To handle ever-changing data and thereby ensuring accurate reporting and analysis, Slowly Changing Dimensions (SCDs) are a dynamic solution, ensuring accuracy in reporting and analysis by effectively handling evolving dimension attributes over time.
Slowly Changing Dimensions (SCD) are essential in data warehousing to track historical data that changes gradually over time.
A good exampleis customer addresses - when a customer moves to a new location, and you need to update their billing address in your ERP or CRM system, the old address data may be lost if the source system doesn't retain it. This can be a challenge if you want to analyze historical data and see what a customer's address was at a certain point in time. The problem is that we want to keep both the original address, the current address, (and any additional addresses in between) due to business rules and deeper understanding of the customer, as a dynamic, and evolving entity.
That's where an SCD comes in - it allows you to keep a record of the customer's address history by creating a new "version" of the customer record that includes both the old and new addresses. This means you can track changes over time and create accurate reports based on historical data.
TimeXtender makes handling SCD a breeze for data engineers and analysts to keep track of historical data and create accurate reports.

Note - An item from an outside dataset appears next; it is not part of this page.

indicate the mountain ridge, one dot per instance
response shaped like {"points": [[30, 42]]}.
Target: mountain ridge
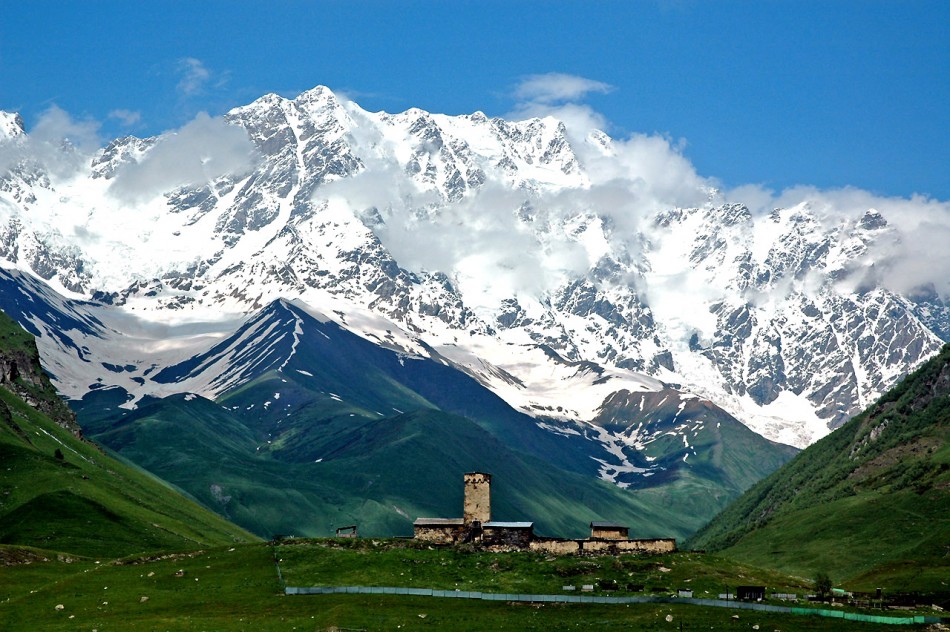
{"points": [[868, 501]]}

Using History is how we implement SCD in TimeXtender. Surrogate keys are used to ensure uniqueness, particularly when dealing with Slowly Changing Dimensions in data warehousing.
history & Types of SCD
History is a feature that allows for "tracking changes" for tables. When the history feature is activated for a table in TimeXtender, it compares the incoming records from the data source with the ones already present in the data warehouse. If a new record is found, it is added to the warehouse. If a record with the same key exists, the system compares hashed versions of the two records to identify changes. If there are no changes, nothing is updated. However, if changes are detected, the system takes different actions depending on the type of field that has been changed. TimeXtender supports the following field types.
Types of Slowly Changing Dimensions (SCD)
Type 0 (ignore): Fields that are basically ignored by the history logic.
Type I (update record): Fields that are overwritten with new data when data changes in the source. This means that there will be no history of the change.
Type II (insert new record): Fields that will cause a new record to be created, thus creating history about the change.
Hybrid Types: hybrid types (Type 6 or 7) can be accomplished by combining Type I, Type II, and Type III, providing more flexibility beyond the limitations of solely using any one of these types.
In the DSA right click Customer table and choose Table Settings.
Go to tab History and set a tick in the Enable History box.
Go to tab Data Extraction and remove the tick at "Truncate valid table before data cleansing" and click OK button.
Expand the table and notice the History Settings folder with new fields and the History Settings pane to the right. CustomerID is automatically chosen as Natural Key, because it is the primary key in the table.
Deploy and Execute the Customer table without making any changes to the settings. This ensures no rows will be deleted from the table and there will be only one row per occurrence of each Natural Key value.
enable SCD: Type I & II
In the DSA expand Customer table and select History Setting.
Select Customer Name as Type I fields and check the checkbox for EmailAddress as Type II fields or select as desired
A surrogate key is a replacement for the primary key in a table. It usually represents a unique row number and is commonly used in referencing a specific record in another table. In TimeXtender, all tables in the data warehouse instance have a field named "DW_ID" which represents the surrogate key in each respective table. The use of surrogate key is a common practice to implement Slowly Changing Dimension.
Create the surrogate key in mdw
Drag the SalesPerson table from the DSA into the MDW.
Drag the SalesPerson.DW_Id from the DSA onto the SalesPerson table in the MDW.
Open Edit Field on the SalesPerson DW_Id and rename it SalesPersonKey.
Supernatural keys in TimeXtender are durable and independent keys that remain unchanged, unlike natural keys such as customer numbers. To create a supernatural key, a hashing algorithm is applied to other fields in the table, and the resulting hash value is compared to the values in a key store table. If the hash exists, the corresponding key value is returned; otherwise, a new key value is generated. The key store is used to tie the supernatural keys together and should be used consistently for related tables. You can choose to read-only from the key store if you don't want to create a new entry. Using a different hashing algorithm may affect performance and break existing data, so TimeXtender recommends using SHA-1 SQL Server 2005+ for most hashed fields.
Supernatural keys offer better performance, robustness, and quicker processing, and they can handle early arriving facts efficiently. However, when dealing with Slowly Changing Dimensions with Type II Fields, you must use DW_Id instead of supernatural keys.
add product_Key as supernatural key
Add a Supernatural Key Field
In the DSA right click Product table and choose Add Supernatural Key Field
Type Product_Key in the Name box
Click the Add button next to Key store box
In the Name box type Product
Optionally, select a case-insensitive Hashing Algorithm, if the source database is also case-insensitive.
Leave the remaining options at their default values and click OK button
In the Business key selection list click ProductID and the Add button followed by OK button
Notice the new field Product_Key and its datatype.